If all of this psychological complexity were not bad enough for the movie, there is the simple moral reality of the divide between Atreides and Harkonnen to doom Villeneuve. The Atreides are beautiful and noble, they are natural leaders with a capacity to sacrifice for their people and a vision of a just world that leads them to rise above anything petty and thus inspire the loyalty of all who are not irredeemably corrupt. They are statues of ancient heroes come to life. If beauty were power, they would win. The Harkonnen are futuristic, trans-humanist technological beasts given to every cruelty and depravity, who make a hell of everything they conquer, and are therefore as terrifying as they are repugnant. But they are also very clever, even capable of subtlety, of every deception. Does it surprise then that Paul’s war on the Harkonnen is what the audience loves, to the point that they’re willing to put up with all of the liberal nonsense?

Dune is a story of heaven and hell. The Empire will either be run by Harkonnen or by Atreides, depending on which controls the planet Dune. In short, the Fremen Jihad through the universe is the moral thing to do. The only way out of the exploitation liberals fear is a religious revival! The manliness and obedience bred of hardship prove worthier than the sophisticated decadence of the city; a prophet in the desert proves more prudent than the administrators of technology. Paul puts the atheists to the sword in a chorus of approval and even rehearses the great American victory in WWII by using atomic weaponry. Had this been done with a bit of Lynch’s earnestness in his 1984 adaptation of the story, the movie would have been at least twice as popular and would have inspired artists, given the glamour of victory.

Perhaps the problem is that liberals in our time no longer ask the question concerning our foundations in full seriousness.

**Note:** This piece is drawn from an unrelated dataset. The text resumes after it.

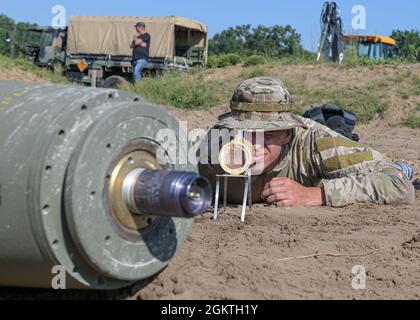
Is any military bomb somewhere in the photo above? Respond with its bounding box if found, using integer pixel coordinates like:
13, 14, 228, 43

The name Atreides is the name Homer gives to Agamemnon, who led the Achaeans to sack Troy, and whose subsequent tragedy we read in Aeschylus’s trilogy. Dune somehow mixes these two stories, the war of the end of heroism and the fall of a house that rules by divine right (Agamemnon bears the scepter of Zeus), but it seems to be mere decadence, i.e. a reference offered by a cultured person, not any reflection on what this might mean or what the origin of law, politics, and poetry is. Maybe a commitment to futurism and progress weakens the understanding of our artists, some of whom have heard of our tradition and others not, but all of whom seem too frail to confront the fundamental problems for themselves and for our benefit.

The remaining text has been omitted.